De l’article illustré en une à la brève rangée dans sa colonne: à côté du texte et de l’image, l’echelle forme un troisième composant, aussi méconnu que puissant, des dispositifs médiatiques. Toutes les informations n’ont pas la même valeur. Leur hiérarchisation est l’une des fonctions fondamentales des médias. A chaque contenu est associé une indication d’échelle, qui participe de son éditorialisation et permet d’en organiser la distribution.
L’importance d’une information se mesure d’abord de façon spatiale, à sa surface et à son emplacement (ou à ses équivalents temporels dans les médias de flux). Mais il existe de nombreux autres facteurs, comme la notoriété de l’auteur, l’envoi d’un correspondant, ou la relégation dans les pages débats. Globalement, les indications d’échelle sont perçues comme la traduction des choix éditoriaux, manifestés notamment en termes d’investissement économique. Lorsque la publication comporte cette possibilité, la présence ou non d’une illustration fait par exemple partie des instruments classiques de valorisation d’un contenu. On ne peut donc considérer le rôle médiatique de la photographie seulement du point de vue de son apport documentaire: l’image joue un rôle de premier plan dans la structuration éditoriale, de façon quasi architecturale (voir ci-dessus: double page de Libération, 16/06/2008).
Plus que les autres composants du dispositif médiatique, l’échelle est une indication de nature essentiellement contextuelle. Son interprétation repose sur l’assimilation dans la durée d’un ensemble évolutif de codes éditoriaux. L’identification de l’importance spatiale d’un contenu est ainsi effectuée en fonction de l’échelle relative appliquée au sein d’une publication – espace de la page ou de la double page au sein d’un quotidien, espace de la séquence voire du cahier au sein d’un magazine. Un journal qui publie une iconographie noir et blanc et couleur peut faire jouer à cette opposition un effet d’échelle qui ne sera pas accessible à un organe qui ne dispose que d’une impression monochrome.
Sur l’ensemble du paysage médiatique, le degré de répétition ou la rapidité de la reprise d’une information sur divers supports sont également perçus comme des indicateurs de son importance. La mise en scène de cette propagation est devenue une figure classique de la représentation des médias au cinéma (voir ci-dessous: extrait de Red Planet Mars, Harry Horner, 1952).

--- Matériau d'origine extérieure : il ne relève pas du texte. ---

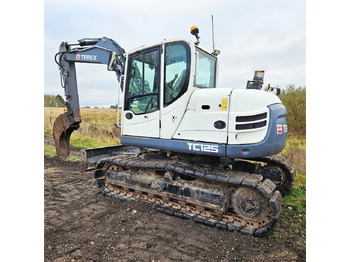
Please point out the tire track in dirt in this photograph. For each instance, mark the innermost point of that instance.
(83, 225)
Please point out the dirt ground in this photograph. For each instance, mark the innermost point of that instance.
(83, 225)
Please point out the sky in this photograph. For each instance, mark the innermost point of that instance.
(252, 35)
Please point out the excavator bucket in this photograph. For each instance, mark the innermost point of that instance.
(62, 130)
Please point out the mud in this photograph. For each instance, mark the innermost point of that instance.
(83, 225)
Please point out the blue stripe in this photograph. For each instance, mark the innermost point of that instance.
(272, 144)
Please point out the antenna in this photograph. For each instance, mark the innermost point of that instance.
(212, 31)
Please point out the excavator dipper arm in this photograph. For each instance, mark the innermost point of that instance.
(88, 50)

Le terme « buzz » n’est autre que la dénomination, remise au goût du jour, de cette manifestation virale de la valorisation d’un contenu.
- Lire également sur ce blog: “Les icônes du photojournalisme, ou la narration visuelle inavouable“, 25/01/2013.

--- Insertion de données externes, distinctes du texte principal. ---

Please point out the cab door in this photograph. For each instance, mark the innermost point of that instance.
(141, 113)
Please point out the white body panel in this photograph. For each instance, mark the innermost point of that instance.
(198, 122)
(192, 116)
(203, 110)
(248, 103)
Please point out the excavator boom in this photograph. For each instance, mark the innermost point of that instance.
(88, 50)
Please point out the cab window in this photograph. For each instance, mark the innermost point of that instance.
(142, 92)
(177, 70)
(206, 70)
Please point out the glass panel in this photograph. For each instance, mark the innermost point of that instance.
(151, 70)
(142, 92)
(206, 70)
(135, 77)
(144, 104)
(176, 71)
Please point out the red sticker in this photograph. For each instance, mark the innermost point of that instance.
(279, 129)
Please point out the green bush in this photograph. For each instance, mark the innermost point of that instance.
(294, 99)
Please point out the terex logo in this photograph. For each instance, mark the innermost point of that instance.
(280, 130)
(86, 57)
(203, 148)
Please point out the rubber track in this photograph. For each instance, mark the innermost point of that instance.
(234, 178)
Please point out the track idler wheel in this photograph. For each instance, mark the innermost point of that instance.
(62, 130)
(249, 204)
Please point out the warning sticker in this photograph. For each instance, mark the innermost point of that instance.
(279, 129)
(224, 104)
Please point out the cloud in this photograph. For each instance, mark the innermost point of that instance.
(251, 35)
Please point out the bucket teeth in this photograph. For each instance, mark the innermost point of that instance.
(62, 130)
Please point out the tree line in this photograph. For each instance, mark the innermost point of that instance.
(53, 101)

5 réflexions au sujet de « L'échelle de l'information »
Ce qui me fait penser à l’importance spatiale donnée à la pub dans la presse féminine. Pas seulement sur l’ensemble d’un numéro mais sur une page, aujourd’hui, la publicité occupe une pleine page ou rien ! Ce qui en effet hiérarchise la lecture…

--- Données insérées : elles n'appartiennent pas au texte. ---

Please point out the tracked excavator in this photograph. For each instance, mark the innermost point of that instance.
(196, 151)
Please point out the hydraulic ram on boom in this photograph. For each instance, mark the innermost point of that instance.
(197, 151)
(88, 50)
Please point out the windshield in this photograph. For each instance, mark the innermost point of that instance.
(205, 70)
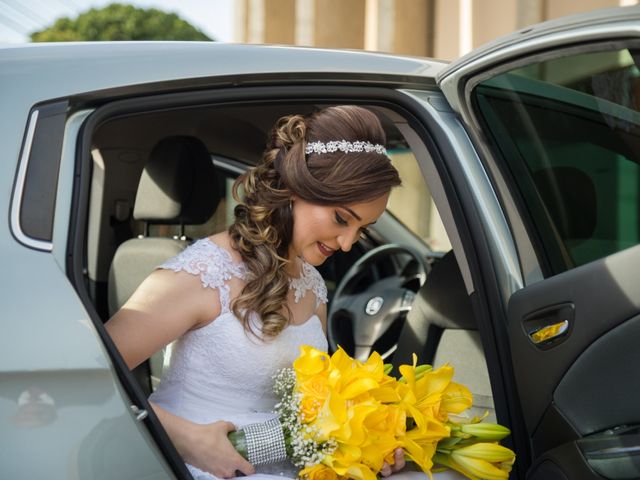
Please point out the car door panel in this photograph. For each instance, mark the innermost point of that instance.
(605, 297)
(558, 123)
(564, 407)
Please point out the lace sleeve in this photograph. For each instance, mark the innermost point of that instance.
(309, 280)
(211, 263)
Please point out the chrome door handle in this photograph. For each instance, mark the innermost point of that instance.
(543, 334)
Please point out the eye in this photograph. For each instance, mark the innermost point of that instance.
(340, 220)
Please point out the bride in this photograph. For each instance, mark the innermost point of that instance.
(240, 303)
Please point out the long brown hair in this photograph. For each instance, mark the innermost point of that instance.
(263, 226)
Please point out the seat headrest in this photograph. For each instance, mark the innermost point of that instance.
(178, 184)
(443, 300)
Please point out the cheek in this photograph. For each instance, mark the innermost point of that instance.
(310, 227)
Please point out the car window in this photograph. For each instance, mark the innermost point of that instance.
(218, 222)
(567, 130)
(412, 203)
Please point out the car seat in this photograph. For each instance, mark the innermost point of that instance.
(178, 186)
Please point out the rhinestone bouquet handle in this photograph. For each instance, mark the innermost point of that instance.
(260, 443)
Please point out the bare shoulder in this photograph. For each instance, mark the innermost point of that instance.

Ce qui me frappe toujours est combien les effets de réception sont déterminants mais aussi difficiles à mesurer… D’autant qu’elles restent en définitive implicites (d’où le ressort de la suggestion dont tu parles souvent).
Pas simple à démontrer
La plupart des fonctionnements de la culture populaire reposent sur des règles implicites – ce qui ne veut pas dire illisibles, bien au contraire. Le bon usage de l’implicite reposant sur les compétences du destinataire (Kerbrat-Orecchioni), ces règles doivent être faciles à comprendre pour pouvoir fonctionner. L’indice d’occupation spatiale est un exemple de règle très simple et très intuitive, qui fournit un signal particulièrement efficace. Idem pour l’opposition NB/couleur, qui est facile à percevoir.